Police described a decade during which the victim – abused mentally, physically and sexually by her captor – was moved at least four times and given multiple fake identities to hide her from family and authorities.

Garcia told her that if she tried to contact her family, the police would deport her to Mexico and that he was her only hope. She was locked up at first, but she eventually began to lead what appeared from the outside to be a normal life.

Neighbours were stunned, describing them as a seemingly happy couple who doted on their young daughter and liked to host parties at their apartment in the working-class community of Bell Gardens, 30km from where she originally disappeared.

“He treats her like a queen. He does his best to do whatever she wants,” next-door neighbour Maria Sanchez said.

Santa Ana police captain Anthony Bertagna said his department’s investigation concluded the following:

The girl arrived from Mexico in February 2004 to join her mother and sister in Santa Ana, 50km southeast of downtown Los Angeles. She had entered the United States illegally and spoke no English.

Garcia was her mother’s boyfriend. After one fight between the girl’s mother and Garcia in August 2004, the girl’s mother left the house and she went to a nearby park.

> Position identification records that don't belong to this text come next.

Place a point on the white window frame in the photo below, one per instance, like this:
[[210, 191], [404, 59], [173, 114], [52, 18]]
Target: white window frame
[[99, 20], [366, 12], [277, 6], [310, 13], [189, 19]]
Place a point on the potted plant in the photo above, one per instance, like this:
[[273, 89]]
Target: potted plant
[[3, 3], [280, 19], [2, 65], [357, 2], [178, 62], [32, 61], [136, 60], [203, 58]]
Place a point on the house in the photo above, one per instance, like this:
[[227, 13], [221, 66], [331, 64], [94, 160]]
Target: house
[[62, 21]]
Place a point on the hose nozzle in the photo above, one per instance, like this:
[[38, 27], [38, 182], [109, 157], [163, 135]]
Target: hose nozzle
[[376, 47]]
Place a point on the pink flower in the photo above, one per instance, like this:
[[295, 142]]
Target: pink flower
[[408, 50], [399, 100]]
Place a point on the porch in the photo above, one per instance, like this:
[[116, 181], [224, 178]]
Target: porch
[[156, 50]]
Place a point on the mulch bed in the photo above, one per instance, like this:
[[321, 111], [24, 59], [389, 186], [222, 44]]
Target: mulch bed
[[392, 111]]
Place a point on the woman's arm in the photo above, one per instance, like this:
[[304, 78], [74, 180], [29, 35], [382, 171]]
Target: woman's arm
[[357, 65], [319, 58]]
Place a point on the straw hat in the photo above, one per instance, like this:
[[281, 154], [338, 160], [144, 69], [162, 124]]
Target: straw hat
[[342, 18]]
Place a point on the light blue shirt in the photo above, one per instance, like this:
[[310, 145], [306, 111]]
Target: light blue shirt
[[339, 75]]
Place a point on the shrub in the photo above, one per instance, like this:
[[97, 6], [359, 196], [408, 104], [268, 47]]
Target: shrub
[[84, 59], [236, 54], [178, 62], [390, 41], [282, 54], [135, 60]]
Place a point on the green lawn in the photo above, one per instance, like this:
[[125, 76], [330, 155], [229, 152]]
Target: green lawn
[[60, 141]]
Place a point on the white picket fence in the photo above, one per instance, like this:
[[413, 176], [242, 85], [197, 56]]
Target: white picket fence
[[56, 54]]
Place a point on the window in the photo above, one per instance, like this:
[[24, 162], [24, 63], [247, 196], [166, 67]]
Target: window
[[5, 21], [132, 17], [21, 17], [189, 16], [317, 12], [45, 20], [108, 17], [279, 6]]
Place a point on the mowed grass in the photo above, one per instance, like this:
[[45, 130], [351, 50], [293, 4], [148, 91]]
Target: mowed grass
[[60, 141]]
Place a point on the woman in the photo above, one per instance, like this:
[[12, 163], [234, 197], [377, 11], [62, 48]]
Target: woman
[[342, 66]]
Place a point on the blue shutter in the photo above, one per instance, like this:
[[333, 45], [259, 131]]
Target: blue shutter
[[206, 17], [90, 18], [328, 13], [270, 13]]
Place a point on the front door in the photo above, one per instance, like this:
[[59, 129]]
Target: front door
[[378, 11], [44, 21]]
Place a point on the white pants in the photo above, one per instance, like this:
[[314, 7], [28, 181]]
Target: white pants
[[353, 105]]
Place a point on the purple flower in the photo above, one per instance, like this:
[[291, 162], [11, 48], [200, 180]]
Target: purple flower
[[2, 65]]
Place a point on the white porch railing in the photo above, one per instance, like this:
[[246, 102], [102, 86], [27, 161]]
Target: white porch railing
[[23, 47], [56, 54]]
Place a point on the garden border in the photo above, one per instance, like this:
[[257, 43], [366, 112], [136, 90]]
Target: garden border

Garcia caught up with her and drugged her. When the girl awoke, she was locked in a garage in Compton, a city between Santa Ana and Los Angeles.

A police photo of accused kidnapper Isidro Garcia. Photo: Reuters
The mother “filed a police report and for 10 years police did due diligence. But they were changing their names and dates of birth and physical locations so that made it exceedingly difficult,” Bertagna said.

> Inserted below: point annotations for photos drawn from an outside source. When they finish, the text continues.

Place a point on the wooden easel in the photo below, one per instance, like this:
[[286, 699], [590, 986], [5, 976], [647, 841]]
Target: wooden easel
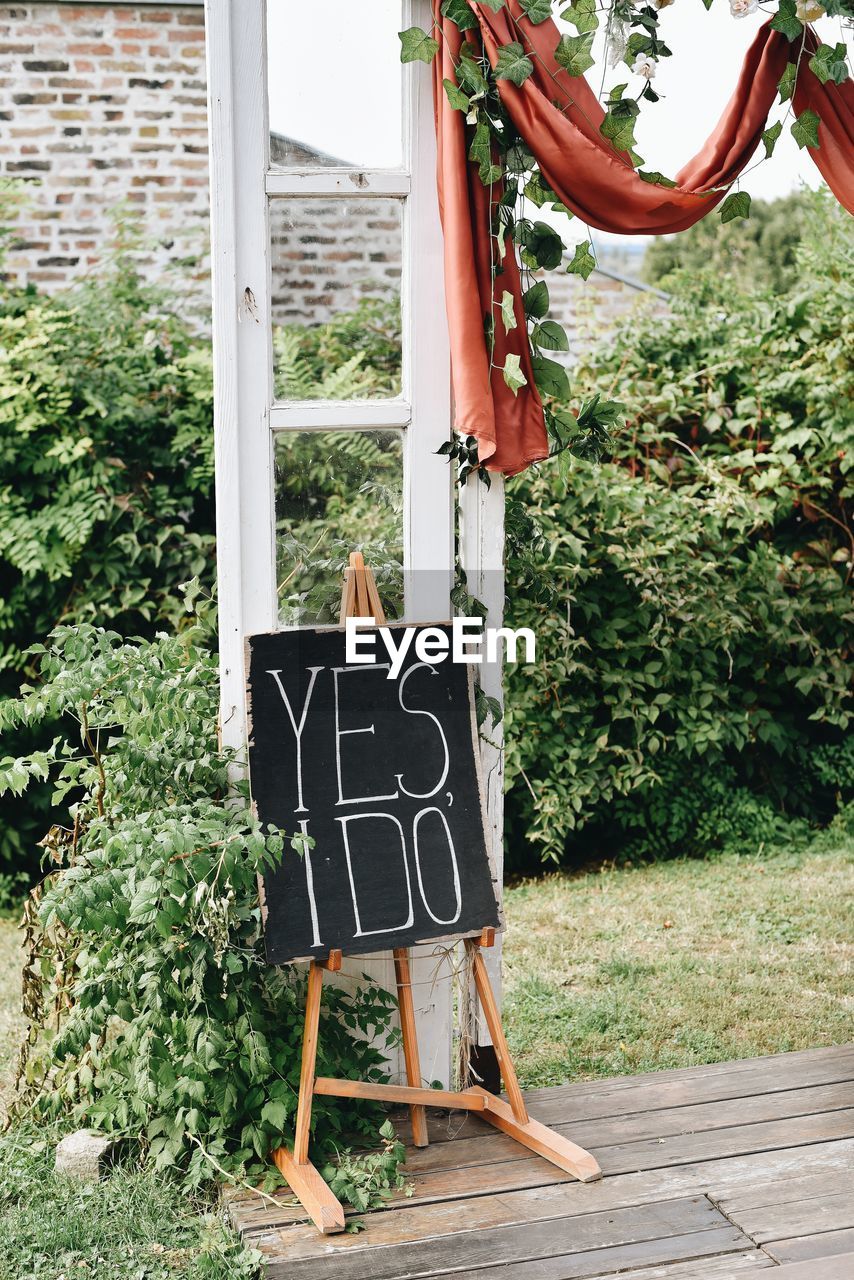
[[360, 598]]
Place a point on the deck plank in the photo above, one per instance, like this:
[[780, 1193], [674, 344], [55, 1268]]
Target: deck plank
[[825, 1244], [840, 1267], [524, 1170], [488, 1247], [831, 1212], [817, 1183], [656, 1091], [708, 1246], [729, 1266], [418, 1221], [642, 1127], [713, 1171]]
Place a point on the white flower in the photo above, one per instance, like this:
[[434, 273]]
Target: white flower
[[644, 64], [616, 42], [809, 10]]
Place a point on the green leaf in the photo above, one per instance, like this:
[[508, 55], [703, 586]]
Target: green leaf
[[542, 245], [786, 19], [480, 151], [512, 374], [507, 312], [459, 100], [829, 63], [416, 46], [535, 10], [551, 336], [583, 16], [535, 300], [770, 137], [804, 129], [574, 54], [786, 85], [469, 74], [656, 177], [551, 378], [460, 14], [583, 260], [619, 124], [736, 205], [274, 1114], [512, 63]]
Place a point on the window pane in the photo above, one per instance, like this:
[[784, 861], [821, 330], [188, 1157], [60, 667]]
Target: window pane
[[336, 493], [336, 298], [334, 83]]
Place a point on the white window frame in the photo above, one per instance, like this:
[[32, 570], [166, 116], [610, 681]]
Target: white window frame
[[247, 417]]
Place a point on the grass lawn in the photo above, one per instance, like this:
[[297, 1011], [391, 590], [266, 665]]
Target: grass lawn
[[606, 974], [677, 964]]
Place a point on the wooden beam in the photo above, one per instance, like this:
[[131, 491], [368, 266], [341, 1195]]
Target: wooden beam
[[470, 1100], [314, 1194], [540, 1139]]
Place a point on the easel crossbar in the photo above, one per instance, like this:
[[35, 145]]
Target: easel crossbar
[[401, 1093]]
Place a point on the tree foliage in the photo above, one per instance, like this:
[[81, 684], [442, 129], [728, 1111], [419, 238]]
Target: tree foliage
[[145, 940], [692, 594], [756, 255]]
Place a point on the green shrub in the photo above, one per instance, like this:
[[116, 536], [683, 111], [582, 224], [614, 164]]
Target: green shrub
[[145, 944], [105, 478], [692, 595]]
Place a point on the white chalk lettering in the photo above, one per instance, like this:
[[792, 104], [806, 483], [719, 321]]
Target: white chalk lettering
[[457, 891], [343, 732], [410, 917], [415, 711], [297, 728]]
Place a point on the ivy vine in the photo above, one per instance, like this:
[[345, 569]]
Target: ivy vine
[[510, 170]]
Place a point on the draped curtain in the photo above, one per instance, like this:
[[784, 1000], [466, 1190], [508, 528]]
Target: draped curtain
[[558, 118]]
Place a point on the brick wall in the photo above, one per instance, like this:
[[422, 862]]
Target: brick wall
[[103, 104]]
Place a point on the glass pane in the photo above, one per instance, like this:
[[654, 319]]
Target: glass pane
[[336, 298], [334, 83], [336, 493]]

In 2007, Garcia got documents from Mexico that gave the girl a new name and date of birth. Using those documents, he married her at a courthouse. He fathered a girl with her in 2012.

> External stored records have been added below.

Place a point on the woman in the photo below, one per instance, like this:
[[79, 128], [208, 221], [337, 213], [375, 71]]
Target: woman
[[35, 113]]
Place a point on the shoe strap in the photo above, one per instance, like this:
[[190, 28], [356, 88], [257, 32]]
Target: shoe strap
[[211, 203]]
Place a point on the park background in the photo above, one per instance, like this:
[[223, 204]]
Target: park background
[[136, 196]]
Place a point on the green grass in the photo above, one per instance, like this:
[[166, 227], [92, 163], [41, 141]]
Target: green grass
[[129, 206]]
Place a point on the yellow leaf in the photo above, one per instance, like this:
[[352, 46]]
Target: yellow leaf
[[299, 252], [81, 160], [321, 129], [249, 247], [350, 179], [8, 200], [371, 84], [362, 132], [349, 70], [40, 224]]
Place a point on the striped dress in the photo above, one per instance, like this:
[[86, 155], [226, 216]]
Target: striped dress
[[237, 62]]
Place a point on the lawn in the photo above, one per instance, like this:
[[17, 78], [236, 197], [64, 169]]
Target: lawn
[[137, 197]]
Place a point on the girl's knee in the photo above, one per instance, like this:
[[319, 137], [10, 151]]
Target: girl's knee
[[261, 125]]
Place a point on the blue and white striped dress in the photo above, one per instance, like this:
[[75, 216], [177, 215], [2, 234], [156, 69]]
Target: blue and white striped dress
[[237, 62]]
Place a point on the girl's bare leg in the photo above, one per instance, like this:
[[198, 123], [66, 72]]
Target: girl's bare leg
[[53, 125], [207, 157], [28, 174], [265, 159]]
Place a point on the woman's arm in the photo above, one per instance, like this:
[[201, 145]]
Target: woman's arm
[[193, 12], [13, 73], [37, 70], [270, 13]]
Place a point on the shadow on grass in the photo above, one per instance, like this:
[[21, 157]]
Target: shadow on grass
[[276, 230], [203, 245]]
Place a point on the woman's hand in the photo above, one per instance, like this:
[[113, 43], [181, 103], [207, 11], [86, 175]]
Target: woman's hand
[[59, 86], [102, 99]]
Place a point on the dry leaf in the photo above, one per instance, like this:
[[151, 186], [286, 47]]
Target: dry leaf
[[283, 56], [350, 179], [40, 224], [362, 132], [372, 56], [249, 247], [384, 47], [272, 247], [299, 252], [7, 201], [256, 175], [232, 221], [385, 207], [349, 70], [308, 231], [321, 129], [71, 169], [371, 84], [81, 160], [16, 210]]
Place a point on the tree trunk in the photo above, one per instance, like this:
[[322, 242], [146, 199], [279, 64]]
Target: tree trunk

Garcia secured two jobs for them on a night cleaning crew so he could keep watch over her. She tried to escape twice but was severely beaten.

Recently, she found her sister on Facebook and they started to communicate. She also learned that her mother had indeed tried to find her, going to a Spanish-language television station and newspaper in 2004.

She started reflecting on her own child’s situation and realised she had to leave, Bertagna said.

The case comes just over a year after kidnapping and rape victims Amanda Berry, Gina DeJesus and Michelle Knight, three women who had gone missing separately about a decade earlier while in their teens or early 20s, were rescued from a house in Cleveland.

A prominent psychiatrist who helped define Stockholm syndrome, in which victims of abduction begin to sympathise with their captors, said determining why a victim resisted possible escape even when an opportunity was available was not an exact science.

Dr Frank Ochberg said the relationship could sometimes involve a “trauma bond”, whether it was a physically abusive marriage or a kidnapping victim. People in this situation became “infantilised, dominated. They end up being attached to the person who dominates them, much like a child”.